The amp. has acquitted itself has a superbly natural piece of gear, and outperformed far more expensive amplifiers before finding a place in my home. I have been a musician and devoted listener for 36 years, and have a very good idea of how things sound given certain instruments and the recording acoustic. Everything through the Sunfire sounds immanently right (octave to octave balance, attack, decay, harmonics, soundstage, imaging, dynamics, etc ). As a matter of fact, I have heard my system outgun those costing 10 times as much.

Understanding that:
· The state of audio is edging ever closer to that of absolute reproduction
· The law of diminishing returns rears its ugly head logarithmically with (roughly) each doubling in cost
· There are those (manufacturers, sales people, and consumers alike) who foist ill-gotten opinions that become popular in certain circles with no basis in fact whatsoever. Given that, many sales people will be slighted about some of their own equipment and give you the wrong advice because of it
· Many audio shops do not have the wherewithal to properly setup and display all of their equipment, thereby, compromising performance
· The art of audio reproduction is the ability of putting together a complementary series of components that surpasses the sum of its parts
· A well chosen (using Stereophile as a point of reference) "Class B" system can outperform those based on poorly chosen "Class A" equipment.

It stands to reason that one should let a certain in-depth knowledge to the fundamentals of audio reproduction , open mindedness, curiosity, the ability to experiment, and reproducible experience (not tongue waging) over time be your guide.

With that, the Sunfire stands an overachiever in its price range; bearing witness to its review in the Absolute Sound and that it has sounded stellar in every system that I have heard it in. To that end, I would certainly buy another one, and recommend it to those looking to purchase anything near or greater than its asking price.


OVERALL
RATING
5
VALUE
RATING
Roger W. Stevens WA3FLE   an Audio Enthusiast [Sep 22, 1998]

I had to do this--I had to buy a godawful powerful amplifier to drive my PSB Goldi's in their far-field monitoring application in my 26'X 26' home-based studio, and my Hafler DH 500 (bless its heart) just could not quite deliver the goods. Always sounded great, mind you (to me, anyway), but would cut out due to its over-temperature protection circuit after 10 minutes of 105+ dB SPL (at one meter, average program material). Drove me nuts; I chased this problem for months--see my PSB Goldi review(s)--and finally decided it was a natural physical phenomenon: according to the Stereophile review (I don't measure these things myself), the Goldi's impedance drops to 2.87 ohms if I recall correctly at some fairly low-ish frequency, and that was pulling more power than the DH 500 could comfortably deliver. So be it.
Thus the search was on. Search--I watched an as-described mint Sunfire go without making reserve up on eBay and emailed the guy and offered him $50 over that reserve (after asking him what it was during bidding), if he would ship it from NC to PA. He went for it and then I had to decide if it was the right move. Sometimes the deal can get ahead of you.

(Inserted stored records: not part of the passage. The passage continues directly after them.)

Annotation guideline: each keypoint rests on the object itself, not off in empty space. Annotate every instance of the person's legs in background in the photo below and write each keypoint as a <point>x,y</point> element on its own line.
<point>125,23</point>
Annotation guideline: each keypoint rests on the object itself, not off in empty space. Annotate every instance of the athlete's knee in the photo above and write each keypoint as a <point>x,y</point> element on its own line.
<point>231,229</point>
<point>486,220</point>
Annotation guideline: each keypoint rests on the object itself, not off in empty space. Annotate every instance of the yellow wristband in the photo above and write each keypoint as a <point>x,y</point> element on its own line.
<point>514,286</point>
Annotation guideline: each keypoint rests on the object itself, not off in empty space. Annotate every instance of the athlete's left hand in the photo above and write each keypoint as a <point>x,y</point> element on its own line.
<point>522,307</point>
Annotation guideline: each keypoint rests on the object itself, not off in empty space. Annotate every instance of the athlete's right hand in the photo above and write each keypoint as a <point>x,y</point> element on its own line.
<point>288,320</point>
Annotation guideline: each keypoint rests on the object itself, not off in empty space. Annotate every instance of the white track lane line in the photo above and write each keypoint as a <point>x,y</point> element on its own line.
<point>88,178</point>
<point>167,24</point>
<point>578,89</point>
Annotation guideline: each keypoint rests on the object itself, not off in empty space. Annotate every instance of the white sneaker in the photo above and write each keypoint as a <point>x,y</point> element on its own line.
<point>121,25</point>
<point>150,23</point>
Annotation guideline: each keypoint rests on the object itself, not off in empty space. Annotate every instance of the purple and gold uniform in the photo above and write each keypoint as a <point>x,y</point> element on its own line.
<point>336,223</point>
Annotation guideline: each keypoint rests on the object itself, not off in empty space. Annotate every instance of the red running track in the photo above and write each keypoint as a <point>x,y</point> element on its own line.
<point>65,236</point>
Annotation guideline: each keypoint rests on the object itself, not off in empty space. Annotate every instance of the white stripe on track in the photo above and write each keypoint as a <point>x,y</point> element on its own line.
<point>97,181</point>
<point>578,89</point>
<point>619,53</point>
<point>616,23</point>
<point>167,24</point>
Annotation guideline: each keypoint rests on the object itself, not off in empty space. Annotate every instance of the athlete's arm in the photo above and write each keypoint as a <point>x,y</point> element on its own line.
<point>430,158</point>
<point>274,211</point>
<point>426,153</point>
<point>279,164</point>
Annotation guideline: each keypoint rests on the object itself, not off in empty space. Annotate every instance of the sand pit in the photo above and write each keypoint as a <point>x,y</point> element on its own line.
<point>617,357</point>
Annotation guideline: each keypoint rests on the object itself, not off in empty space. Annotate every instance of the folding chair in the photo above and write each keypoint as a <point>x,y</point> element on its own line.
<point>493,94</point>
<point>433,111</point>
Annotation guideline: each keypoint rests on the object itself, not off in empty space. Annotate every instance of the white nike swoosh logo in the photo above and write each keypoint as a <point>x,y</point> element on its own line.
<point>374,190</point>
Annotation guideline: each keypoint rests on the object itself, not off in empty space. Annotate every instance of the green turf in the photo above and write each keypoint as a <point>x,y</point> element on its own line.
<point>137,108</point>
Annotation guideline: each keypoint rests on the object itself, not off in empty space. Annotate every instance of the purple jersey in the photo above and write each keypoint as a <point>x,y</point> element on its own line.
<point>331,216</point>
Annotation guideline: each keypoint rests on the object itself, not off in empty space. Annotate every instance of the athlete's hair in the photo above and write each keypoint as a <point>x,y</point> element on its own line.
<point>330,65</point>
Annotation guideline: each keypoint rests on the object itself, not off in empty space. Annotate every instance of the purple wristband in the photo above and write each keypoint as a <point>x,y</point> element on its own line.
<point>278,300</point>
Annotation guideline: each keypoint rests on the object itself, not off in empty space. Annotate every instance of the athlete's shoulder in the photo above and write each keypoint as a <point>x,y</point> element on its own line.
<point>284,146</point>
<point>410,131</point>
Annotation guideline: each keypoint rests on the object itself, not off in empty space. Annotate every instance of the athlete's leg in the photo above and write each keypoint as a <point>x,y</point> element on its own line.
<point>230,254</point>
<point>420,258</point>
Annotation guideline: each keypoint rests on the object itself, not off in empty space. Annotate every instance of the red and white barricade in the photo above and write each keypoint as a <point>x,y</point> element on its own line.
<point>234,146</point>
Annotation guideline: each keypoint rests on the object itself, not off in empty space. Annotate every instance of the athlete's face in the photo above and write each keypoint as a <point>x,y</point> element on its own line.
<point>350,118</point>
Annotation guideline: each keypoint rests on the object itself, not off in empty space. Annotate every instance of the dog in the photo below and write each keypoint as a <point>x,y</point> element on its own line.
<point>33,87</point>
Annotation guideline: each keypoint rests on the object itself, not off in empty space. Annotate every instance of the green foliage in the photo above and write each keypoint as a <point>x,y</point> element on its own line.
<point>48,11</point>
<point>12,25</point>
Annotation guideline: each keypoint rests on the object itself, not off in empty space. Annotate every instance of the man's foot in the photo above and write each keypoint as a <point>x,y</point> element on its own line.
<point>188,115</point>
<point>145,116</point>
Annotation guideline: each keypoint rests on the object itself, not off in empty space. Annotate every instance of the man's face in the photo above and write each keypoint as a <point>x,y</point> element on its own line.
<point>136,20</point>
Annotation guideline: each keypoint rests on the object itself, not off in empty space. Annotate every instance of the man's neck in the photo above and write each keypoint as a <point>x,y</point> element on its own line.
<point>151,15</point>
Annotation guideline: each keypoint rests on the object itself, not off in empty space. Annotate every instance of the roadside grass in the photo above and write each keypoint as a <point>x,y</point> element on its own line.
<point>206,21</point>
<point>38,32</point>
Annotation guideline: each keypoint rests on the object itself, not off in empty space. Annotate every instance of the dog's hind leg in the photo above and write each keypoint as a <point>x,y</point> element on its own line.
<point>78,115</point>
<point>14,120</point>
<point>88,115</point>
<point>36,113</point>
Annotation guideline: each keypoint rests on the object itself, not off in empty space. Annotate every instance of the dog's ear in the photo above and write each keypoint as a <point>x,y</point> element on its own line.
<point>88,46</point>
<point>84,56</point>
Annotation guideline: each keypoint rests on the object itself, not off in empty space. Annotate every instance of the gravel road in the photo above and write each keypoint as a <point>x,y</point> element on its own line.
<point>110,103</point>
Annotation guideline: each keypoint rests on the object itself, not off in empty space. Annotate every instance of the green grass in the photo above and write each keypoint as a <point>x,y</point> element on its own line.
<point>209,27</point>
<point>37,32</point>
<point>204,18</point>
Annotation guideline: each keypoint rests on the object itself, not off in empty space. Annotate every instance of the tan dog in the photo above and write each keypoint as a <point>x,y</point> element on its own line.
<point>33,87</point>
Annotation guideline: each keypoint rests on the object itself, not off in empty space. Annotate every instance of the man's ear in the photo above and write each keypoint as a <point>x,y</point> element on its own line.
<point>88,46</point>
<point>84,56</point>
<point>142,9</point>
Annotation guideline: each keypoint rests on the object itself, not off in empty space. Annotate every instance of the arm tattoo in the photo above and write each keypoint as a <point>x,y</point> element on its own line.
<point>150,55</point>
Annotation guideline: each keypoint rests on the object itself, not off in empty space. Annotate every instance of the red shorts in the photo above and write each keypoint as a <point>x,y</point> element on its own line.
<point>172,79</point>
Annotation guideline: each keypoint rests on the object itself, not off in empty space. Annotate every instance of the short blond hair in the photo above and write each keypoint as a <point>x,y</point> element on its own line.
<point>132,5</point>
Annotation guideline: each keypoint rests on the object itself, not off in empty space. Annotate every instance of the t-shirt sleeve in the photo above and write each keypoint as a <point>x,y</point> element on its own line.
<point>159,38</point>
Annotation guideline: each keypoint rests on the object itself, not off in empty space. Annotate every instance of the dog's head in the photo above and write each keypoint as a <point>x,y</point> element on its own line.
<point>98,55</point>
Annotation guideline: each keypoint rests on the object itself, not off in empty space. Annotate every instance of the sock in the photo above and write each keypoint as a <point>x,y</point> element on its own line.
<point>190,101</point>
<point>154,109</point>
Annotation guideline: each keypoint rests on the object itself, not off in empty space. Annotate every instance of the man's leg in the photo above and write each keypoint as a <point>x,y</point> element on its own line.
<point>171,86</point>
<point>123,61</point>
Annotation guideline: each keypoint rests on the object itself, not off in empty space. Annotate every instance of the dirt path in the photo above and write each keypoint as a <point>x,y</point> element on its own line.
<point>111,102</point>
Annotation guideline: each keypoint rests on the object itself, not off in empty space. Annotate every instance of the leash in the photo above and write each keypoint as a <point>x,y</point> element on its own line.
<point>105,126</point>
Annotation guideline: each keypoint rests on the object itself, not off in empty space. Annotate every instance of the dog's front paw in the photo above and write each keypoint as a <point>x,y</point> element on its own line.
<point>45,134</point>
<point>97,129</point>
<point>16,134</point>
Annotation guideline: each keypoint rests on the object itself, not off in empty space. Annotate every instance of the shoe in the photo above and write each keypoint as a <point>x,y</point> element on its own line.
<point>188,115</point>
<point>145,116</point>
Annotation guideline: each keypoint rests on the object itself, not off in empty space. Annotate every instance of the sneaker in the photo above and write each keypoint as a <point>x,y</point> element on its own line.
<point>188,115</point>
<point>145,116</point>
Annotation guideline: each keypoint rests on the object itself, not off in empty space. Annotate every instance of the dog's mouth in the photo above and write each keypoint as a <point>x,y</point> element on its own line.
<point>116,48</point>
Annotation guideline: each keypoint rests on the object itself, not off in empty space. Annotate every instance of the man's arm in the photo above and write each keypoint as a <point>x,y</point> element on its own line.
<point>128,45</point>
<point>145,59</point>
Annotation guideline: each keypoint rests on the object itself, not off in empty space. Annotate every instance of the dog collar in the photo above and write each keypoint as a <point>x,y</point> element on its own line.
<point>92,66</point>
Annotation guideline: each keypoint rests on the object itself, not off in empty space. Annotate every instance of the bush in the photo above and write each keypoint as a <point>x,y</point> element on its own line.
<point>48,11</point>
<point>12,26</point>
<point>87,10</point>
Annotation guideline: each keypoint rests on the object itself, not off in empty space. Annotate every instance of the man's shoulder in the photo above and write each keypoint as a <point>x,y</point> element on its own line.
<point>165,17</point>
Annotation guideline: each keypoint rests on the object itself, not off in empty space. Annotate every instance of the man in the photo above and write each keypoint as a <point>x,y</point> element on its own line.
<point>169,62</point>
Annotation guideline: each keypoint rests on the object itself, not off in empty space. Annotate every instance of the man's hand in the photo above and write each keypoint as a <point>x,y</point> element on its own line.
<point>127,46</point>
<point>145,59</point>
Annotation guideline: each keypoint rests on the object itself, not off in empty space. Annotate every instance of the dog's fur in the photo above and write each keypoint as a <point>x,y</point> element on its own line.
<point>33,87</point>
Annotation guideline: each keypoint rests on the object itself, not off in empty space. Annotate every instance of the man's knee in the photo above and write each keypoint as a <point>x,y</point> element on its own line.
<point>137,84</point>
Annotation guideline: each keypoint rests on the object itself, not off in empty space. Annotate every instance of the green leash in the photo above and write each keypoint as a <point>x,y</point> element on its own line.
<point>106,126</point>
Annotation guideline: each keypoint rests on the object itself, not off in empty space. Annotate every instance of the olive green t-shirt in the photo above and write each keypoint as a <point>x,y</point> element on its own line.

Not this time. Problem solved. No more cutout, no noise, no graininess, no weak-kneed bass, no overly prominent nor recalcitrant mids or treble, and no overheating. In fact, it is the coolest-running amp I own, including (most especially) 12 wpc 6BQ5 integrateds by EICO and Dynaco. And at 2 ohms, it is rated at 1200 wpc! That's a factor of one hundred, or 20 dB. My hat is off to Bob Carver and this remarkable engineering accomplishment.

As a matter of note (no pun intended), I also have and love an Audio Note OTO SE Phono, so my ears are accustomed to many different approaches, and I did a lot of research (or rather pre-search) about this amp. I read every review up on Sunfire's website, and was impressed by those by The Absolute Sound, as mentioned in another review. And at barely 4 digits used, it was too good to not to try.

And try it I did. And glad I did, too. A local Sunfire dealer actually somewhat pooh-poohed the amp, though they are more of a car audio and home theater outlet and don't even stock it--their comment was that Bob Carver is a hell of an engineer, but not a great marketeer. What, is that supposed to deter me? They tried to interest me in a traded-in Parasound 2200 Mk II. for less than a grand, until I told them I had already sent the guy the money for the Sunfire. Dealers--they sell what they have (don't you love 'em?).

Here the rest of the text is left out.